Ничего. Скоро я сгоню с его лица это выражение превосходства.
- Нам важно, чтобы ребенка любили. И у нас есть основания полагать, что дисциплина и спокойствие заменяют в этой семье обыкновенную, безусловную любовь. – пояснил лысый и уставился куда-то мне в переносицу.
- Вы зачем-то ставите во главу углу чувственную и эмоциональную составляющую быта и личности. – включил я свою фирменную рассудительность. – В то время как образованность и рациональность никоим образом не может мешать родителям любить меня.
- Мешать не может. – кивнул лысый. – Но и замещать все остальное не должно. Мы с особым вниманием относимся к случаям, когда родители и окружение, давят на ребенка и стараются превратить его во взрослого человека. Просто ради того, чтобы жилось спокойнее и чтобы соседи исходили ядом от зависти.
- Да, инспектор. – кивнул я. – Я, безусловно – тот самый, пресловутый, сын маминой подруги, которым обычно кошмарят своих детей родители. Так уж случилось, что этой семье повезло. Я с рождения умен и развит, поэтому у нас не было каких-то опасений, что я натворю каких-либо глупостей. Ни пальцы в розетку, ни поиграю с огнем. Я не потеряюсь в супермаркете, не уйду гулять в глухой лес, не буду играть в мяч на дороге, не порежусь ножом. Но, кто вам сказал, что это случилось благодаря какому-то давлению родителей на меня?
- Это обычно так и происходит. – растерянно залепетал инспектор.
- Согласитесь, что это не совсем обычный случай, когда с вами разговаривает двенадцатилетний подросток и выглядит в разы логичнее вас. – продолжил я. – Почему бы вам не предположить, что тяга к знаниям и материализму – мой врожденный талант? Вы ведь не удивляетесь музыкальным талантам у детей, не удивляетесь вундеркиндам. Что же вас привело сюда?
- Но вундеркинды – все равно дети. – инспектор ожидаемо пошел именно по той ветви дискуссии, которую я ему готовил. Он попался! - У них есть вера в чудо.Они все равно хулиганят. Они не роботы.

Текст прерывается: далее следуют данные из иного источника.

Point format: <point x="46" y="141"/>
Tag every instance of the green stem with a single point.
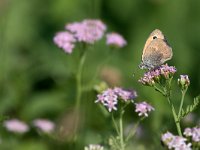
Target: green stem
<point x="159" y="90"/>
<point x="121" y="131"/>
<point x="79" y="80"/>
<point x="78" y="91"/>
<point x="176" y="120"/>
<point x="181" y="105"/>
<point x="115" y="124"/>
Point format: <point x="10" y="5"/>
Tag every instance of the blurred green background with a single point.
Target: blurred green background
<point x="37" y="79"/>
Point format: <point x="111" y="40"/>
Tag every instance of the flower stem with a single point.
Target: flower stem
<point x="121" y="131"/>
<point x="133" y="130"/>
<point x="176" y="120"/>
<point x="79" y="80"/>
<point x="78" y="92"/>
<point x="181" y="105"/>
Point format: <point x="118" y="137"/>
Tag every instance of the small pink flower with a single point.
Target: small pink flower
<point x="88" y="30"/>
<point x="65" y="40"/>
<point x="175" y="142"/>
<point x="44" y="125"/>
<point x="143" y="108"/>
<point x="15" y="125"/>
<point x="115" y="39"/>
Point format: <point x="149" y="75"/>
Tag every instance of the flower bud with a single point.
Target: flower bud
<point x="184" y="81"/>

- Чушь, Инспектор. Чушь! – пошел я на добивание. – Вы знаете, что сказка, вера в чудо, беспочвенные страхи и иррациональность – это та или иная форма обмана. Веди себя хорошо и боженька полюбит тебя. Спрячь зуб под подушку и зубная фея обменяет его на денежку. Я же знаю, что эта зубная фея работает по 9 часов шесть раз в неделю. Почему во мне должно расти чувство благодарности к зубной фее,а не к родному мне, уставшему человеку? Почему я, на пути своего становления, не могу обойти весь этот многолетний обман со сказками и страхами? Зачем родителям насаждать иррациональность в реальный, и без того иногда нелогичный, мир?
- Я не знаю. – сдался инспектор. – Но разве в жизни не должно быть сказки? Чуда? Многим взрослым этого не хватает и они становятся совершенно несчастливыми, когда из их жизни уходит сказка. Мы в опеке очень серьезно относимся к наличию сказки в жизни ребенка.
Мне почему-то показалось, что инспектор стал как-то толще. Он вроде не был настолько полным, когда мы начинали разговор. Или мне это просто казалось? И костюм его, вроде не черный, а с пурпурным отливом. Интересная какая ткань. На свету разные оттенки. Но я знаю. Это делается за счет структуры ткани, когда попадающий в ячейку ткани солнечный луч преломляется и меняет цвет.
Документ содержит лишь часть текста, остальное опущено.